- Born: May 20, 1985 (age 41) Crossett, Arkansas, U.S.
- Height: 5 ft 2 in (1.57 m)
- Weight: 105 lb (48 kg; 7.5 st)
- Division: Atomweight Strawweight
- Reach: 65 in (165 cm)
- Fighting out of: Arlington, Texas, U.S.
- Team: Mohler MMA (until 2021) Fortis MMA (2021–present)
- Rank: Brown belt in Brazilian Jiu-Jitsu under Douglas Frey
- Years active: 2013–present

Mixed martial arts record
- Total: 21
- Wins: 11
- By knockout: 1
- By submission: 2
- By decision: 8
- Losses: 10
- By knockout: 3
- By submission: 1
- By decision: 6

Amateur record
- Total: 5
- Wins: 3
- By knockout: 2
- Losses: 2
- By submission: 1

Other information
- University: Amarillo College Midwestern State University University of Texas at Arlington
- Mixed martial arts record from Sherdog

= Jinh Yu Frey =

American mixed martial arts (MMA) fighter

Jinh Yu Frey (born May 20, 1985) is an American mixed martial artist currently competing in the strawweight division. She is the former Invicta FC Atomweight Champion and has competed in the Ultimate Fighting Championship (UFC).

==Background==
Frey was born in Arkansas and grew up in Texas. She graduated from Palo Duro High School in three years with a distinguished achievement diploma in the top 2% of her class. She earned an associate degree in nuclear medicine from Amarillo College, followed by a Bachelor of Science in radiologic science from Midwestern State University. She obtained her Master's degree from the University of Texas at Arlington in August 2015.
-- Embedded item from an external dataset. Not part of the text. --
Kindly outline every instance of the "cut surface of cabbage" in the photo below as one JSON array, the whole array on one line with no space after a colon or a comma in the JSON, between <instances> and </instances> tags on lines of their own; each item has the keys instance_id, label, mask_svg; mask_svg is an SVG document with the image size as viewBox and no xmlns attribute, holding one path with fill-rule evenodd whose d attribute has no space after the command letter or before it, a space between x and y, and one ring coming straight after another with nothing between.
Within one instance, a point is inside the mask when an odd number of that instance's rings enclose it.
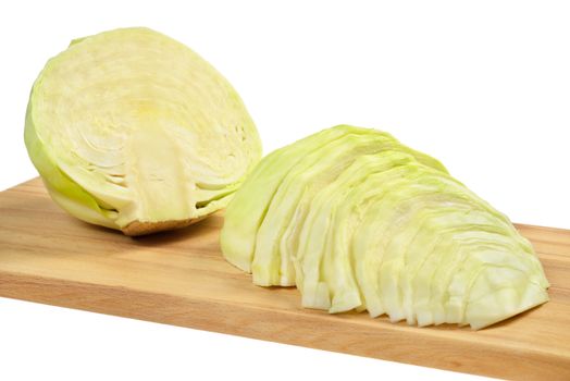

Her father, who was South Korean, died when she was young. She has one older brother, two younger half-brothers and one younger half-sister. She is married to Douglas Frey.

==Mixed martial arts career==

Jinh Yu Frey first gained notoriety when she defeated Darla Harris in an MMA fight that went viral online.

===Invicta FC===

Frey's early victories in the regional MMA circuit drew the attention of Invicta FC. Jinh Yu Frey's first fight was against Jodie Esquibel, which she lost by decision. In her second fight with the organisation, she defeated fellow atomweight Cassie Robb.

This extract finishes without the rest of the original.